Suppose we divide a group of 100 women randomly into two groups, one of 95 and the other of 5 women. Then by flipping a fair coin we randomly assign the name “the Heads group” to one group and “the Tails group” to the other. Now philosopher John Leslie suggests that “[e]stimated probabilities can be observer-relative in a somewhat disconcerting way”:
All these persons — the women in the Heads group, those in the Tails group, and the external observer — are fully aware that there are two groups, and that each woman has a ninety-five per cent chance of having entered the larger. Yet the conclusions they ought to derive differ radically. The external observer ought to conclude that the probability is fifty per cent that the Heads group is the larger of the two. Any woman actually in [either the Heads or the Tails group], however, ought to judge the odds ninety-five to five that her group, identified as ‘the group I am in’, is the larger, regardless of whether she has been informed of its name.

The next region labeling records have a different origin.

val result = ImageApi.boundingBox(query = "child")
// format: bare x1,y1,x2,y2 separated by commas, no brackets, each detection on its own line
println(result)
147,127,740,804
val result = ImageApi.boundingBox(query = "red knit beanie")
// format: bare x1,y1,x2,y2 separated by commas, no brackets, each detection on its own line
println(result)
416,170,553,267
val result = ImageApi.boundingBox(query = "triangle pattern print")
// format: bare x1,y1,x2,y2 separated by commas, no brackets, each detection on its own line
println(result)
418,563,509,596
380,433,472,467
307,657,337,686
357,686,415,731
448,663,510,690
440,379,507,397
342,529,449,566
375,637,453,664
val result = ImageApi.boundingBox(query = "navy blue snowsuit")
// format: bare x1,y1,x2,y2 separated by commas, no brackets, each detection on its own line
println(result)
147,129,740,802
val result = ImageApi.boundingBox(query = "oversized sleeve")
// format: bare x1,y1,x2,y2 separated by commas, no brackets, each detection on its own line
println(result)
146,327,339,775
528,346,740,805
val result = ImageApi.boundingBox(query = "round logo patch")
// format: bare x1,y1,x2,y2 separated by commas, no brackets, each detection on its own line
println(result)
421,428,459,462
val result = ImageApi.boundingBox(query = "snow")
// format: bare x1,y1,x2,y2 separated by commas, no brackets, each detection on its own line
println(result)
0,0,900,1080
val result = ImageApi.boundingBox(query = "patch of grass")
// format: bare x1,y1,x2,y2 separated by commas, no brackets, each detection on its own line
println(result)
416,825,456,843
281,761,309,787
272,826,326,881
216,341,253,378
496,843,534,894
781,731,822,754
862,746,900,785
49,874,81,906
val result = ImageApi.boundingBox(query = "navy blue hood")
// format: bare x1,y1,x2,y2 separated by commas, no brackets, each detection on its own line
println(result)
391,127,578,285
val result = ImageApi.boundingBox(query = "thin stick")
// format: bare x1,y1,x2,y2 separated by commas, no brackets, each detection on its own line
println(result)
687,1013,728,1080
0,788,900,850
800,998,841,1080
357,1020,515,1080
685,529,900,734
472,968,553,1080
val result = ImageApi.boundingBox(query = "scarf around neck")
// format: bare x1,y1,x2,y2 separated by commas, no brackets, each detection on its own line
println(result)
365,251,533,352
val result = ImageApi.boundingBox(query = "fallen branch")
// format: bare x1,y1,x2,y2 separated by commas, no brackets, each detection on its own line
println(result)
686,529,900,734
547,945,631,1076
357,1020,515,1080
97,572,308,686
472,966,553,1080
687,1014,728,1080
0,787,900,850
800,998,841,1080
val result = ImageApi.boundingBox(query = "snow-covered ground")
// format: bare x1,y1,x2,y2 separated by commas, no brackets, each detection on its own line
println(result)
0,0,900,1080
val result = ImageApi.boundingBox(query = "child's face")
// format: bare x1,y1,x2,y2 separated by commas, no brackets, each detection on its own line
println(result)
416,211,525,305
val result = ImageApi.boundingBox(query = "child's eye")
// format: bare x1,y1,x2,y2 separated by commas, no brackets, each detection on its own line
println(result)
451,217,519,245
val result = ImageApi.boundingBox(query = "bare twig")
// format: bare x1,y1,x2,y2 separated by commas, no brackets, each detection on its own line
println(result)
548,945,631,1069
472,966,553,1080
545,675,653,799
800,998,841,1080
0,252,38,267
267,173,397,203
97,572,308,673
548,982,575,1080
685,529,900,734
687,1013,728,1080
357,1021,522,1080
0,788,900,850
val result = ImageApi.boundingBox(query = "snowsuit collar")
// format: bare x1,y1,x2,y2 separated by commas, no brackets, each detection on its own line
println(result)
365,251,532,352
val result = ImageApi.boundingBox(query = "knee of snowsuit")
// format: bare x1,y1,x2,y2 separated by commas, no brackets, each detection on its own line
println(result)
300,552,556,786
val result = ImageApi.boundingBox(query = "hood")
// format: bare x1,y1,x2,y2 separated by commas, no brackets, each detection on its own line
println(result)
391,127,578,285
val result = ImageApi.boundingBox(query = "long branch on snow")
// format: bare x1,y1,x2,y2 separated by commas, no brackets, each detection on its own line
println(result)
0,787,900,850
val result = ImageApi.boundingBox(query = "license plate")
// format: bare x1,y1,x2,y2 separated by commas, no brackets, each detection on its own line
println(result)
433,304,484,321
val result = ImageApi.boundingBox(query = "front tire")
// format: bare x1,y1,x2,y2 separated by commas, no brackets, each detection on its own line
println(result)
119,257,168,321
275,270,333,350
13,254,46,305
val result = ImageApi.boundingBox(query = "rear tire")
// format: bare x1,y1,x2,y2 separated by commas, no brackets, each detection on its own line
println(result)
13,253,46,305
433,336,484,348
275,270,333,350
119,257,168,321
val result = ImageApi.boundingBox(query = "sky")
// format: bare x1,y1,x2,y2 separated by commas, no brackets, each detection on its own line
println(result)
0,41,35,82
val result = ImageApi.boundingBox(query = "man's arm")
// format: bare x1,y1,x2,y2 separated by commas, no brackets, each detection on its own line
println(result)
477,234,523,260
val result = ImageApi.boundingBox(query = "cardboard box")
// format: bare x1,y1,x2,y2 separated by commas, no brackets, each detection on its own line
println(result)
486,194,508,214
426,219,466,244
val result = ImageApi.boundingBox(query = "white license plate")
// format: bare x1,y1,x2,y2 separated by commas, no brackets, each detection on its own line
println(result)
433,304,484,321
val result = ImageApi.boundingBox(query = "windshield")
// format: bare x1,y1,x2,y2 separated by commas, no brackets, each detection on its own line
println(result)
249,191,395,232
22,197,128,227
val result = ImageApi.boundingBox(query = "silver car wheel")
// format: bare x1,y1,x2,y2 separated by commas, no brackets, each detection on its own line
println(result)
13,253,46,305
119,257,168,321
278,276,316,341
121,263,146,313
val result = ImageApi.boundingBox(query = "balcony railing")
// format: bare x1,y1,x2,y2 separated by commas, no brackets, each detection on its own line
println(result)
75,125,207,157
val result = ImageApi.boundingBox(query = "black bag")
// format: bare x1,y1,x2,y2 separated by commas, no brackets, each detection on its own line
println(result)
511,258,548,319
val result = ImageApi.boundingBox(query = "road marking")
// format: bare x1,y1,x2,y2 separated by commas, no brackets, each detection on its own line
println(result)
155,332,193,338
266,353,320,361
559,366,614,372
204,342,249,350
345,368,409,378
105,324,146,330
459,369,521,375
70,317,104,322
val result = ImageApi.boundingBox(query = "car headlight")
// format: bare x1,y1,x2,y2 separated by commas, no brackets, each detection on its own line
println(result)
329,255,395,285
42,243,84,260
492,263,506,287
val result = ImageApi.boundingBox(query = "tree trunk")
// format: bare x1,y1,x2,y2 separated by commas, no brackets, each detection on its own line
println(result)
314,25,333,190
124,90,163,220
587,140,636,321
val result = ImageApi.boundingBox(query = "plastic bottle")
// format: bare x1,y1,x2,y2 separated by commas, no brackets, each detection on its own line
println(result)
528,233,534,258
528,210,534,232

Even without knowing her group’s name, a woman could still appreciate that the external observer estimated its chance of being the larger one as only fifty per cent — this being what his evidence led him to estimate in the cases of both groups. The paradox is that she herself would then have to say: ‘In view of my evidence of being in one of the groups, ninety-five per cent is what I estimate.’
Whether this is really a paradox is disputed — Oxford philosopher Nick Bostrom, in his 2002 book Anthropic Bias, points out that these are different judgments: The woman is considering the probability that she finds herself in the larger group, and the external observer is considering the assignment of labels to the groups. Bostrom describes a variant “where chances are observer relative in an interesting, but not paradoxical way” (page 129).
(John Leslie, “Observer-Relative Chances and the Doomsday Argument,” Inquiry 40:4 [1997], 427-436.)